Vancouver, Coast Salish Territories

New report finds disturbing rights violations in BC’s mental health detention system

BC is violating the rights of people in mental health detention, according to a report released today by the Community Legal Assistance Society: Operating in Darkness: BC’s Mental Health Act Detention System.

“BC’s mental health detention system has been operating in darkness for too long,” says Laura Johnston, the lawyer who wrote the report. “While other Canadian provinces have been conducting investigations to evaluate their mental health detention systems, the BC Government has failed to engage in any systemic review.”

Mental health detentions in BC have increased dramatically over the last ten years, rising from at least 11,937 to 20,008 per year. But the number of voluntary mental health admissions has remained virtually unchanged, going from at least 17,659 to 17,060 per year over the same period.

“Our mental health system is increasingly interacting with people with mental health problems in an adversarial way by removing their rights, rather than in a voluntary way that promotes autonomy and collaboration in the recovery process,” says Johnston. “We need to ask why and take a hard look at what is going on in this detention system.”

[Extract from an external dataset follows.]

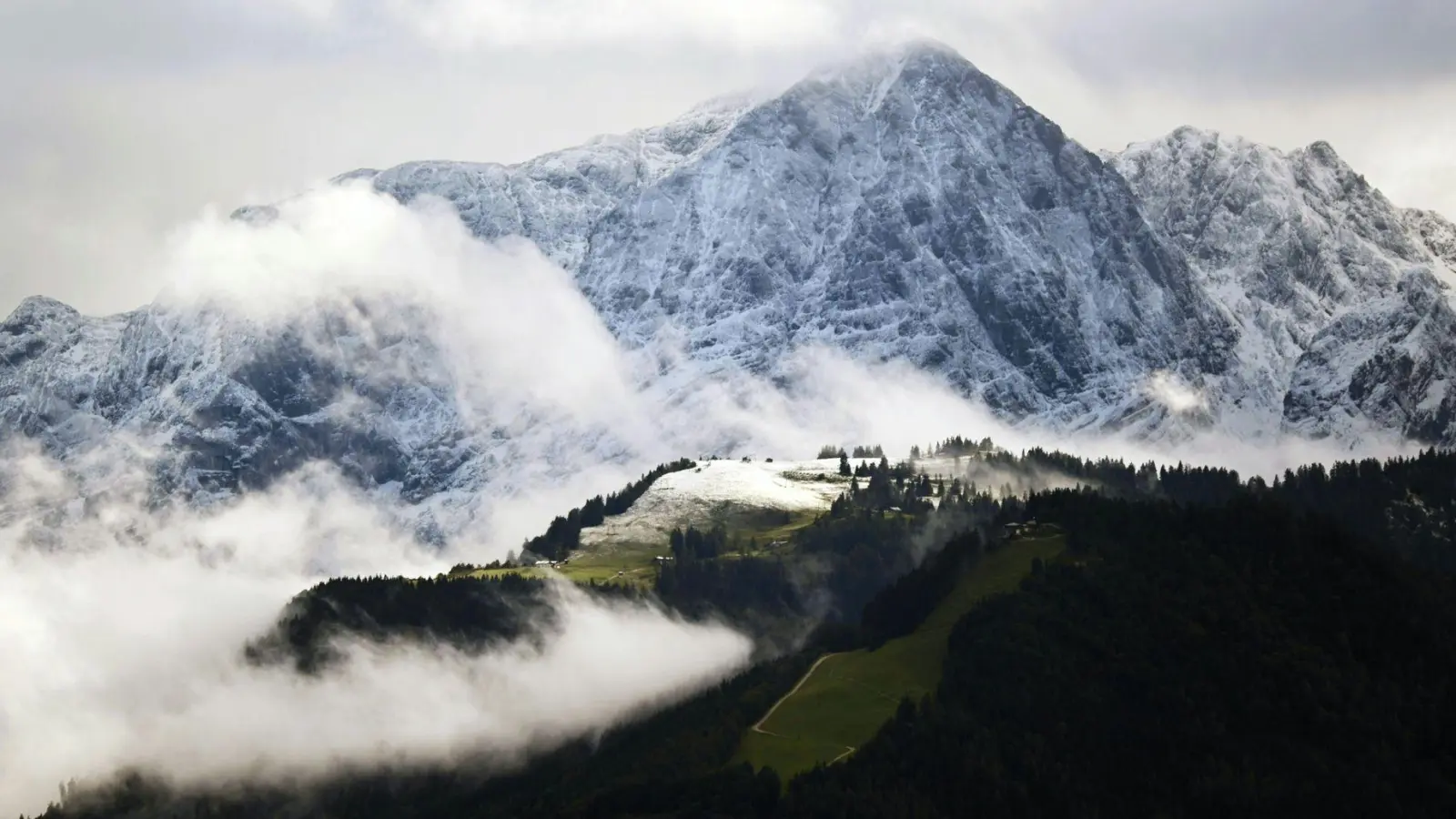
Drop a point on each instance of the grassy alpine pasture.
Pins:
(844, 698)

The report reveals several disturbing practices and points to a number of deep flaws in the BC Mental Health Act that do not comply with the rights guaranteed by the Charter and international human rights law:

  • A doctor can make detention decisions without conducting an in-person examination.
  • The BC Mental Health Act authorizes detaining facilities to “discipline” involuntary patients. Involuntary patients can be subject to restraints (eg. tied to a bed with mechanical straps) and put in seclusion (solitary confinement).
  • Unlike other detained populations in Canada, involuntary patients in BC have no right to same sex clothing removal and female patients routinely have their clothes removed by male staff, including security guards from private companies.
  • The BC Mental Health Act permits indefinite detention with no mandatory periodic oversight.
  • Although everyone is constitutionally entitled to a lawyer without delay at the time they are detained, there is no legal aid for mental health detainees to get independent legal advice upon detention.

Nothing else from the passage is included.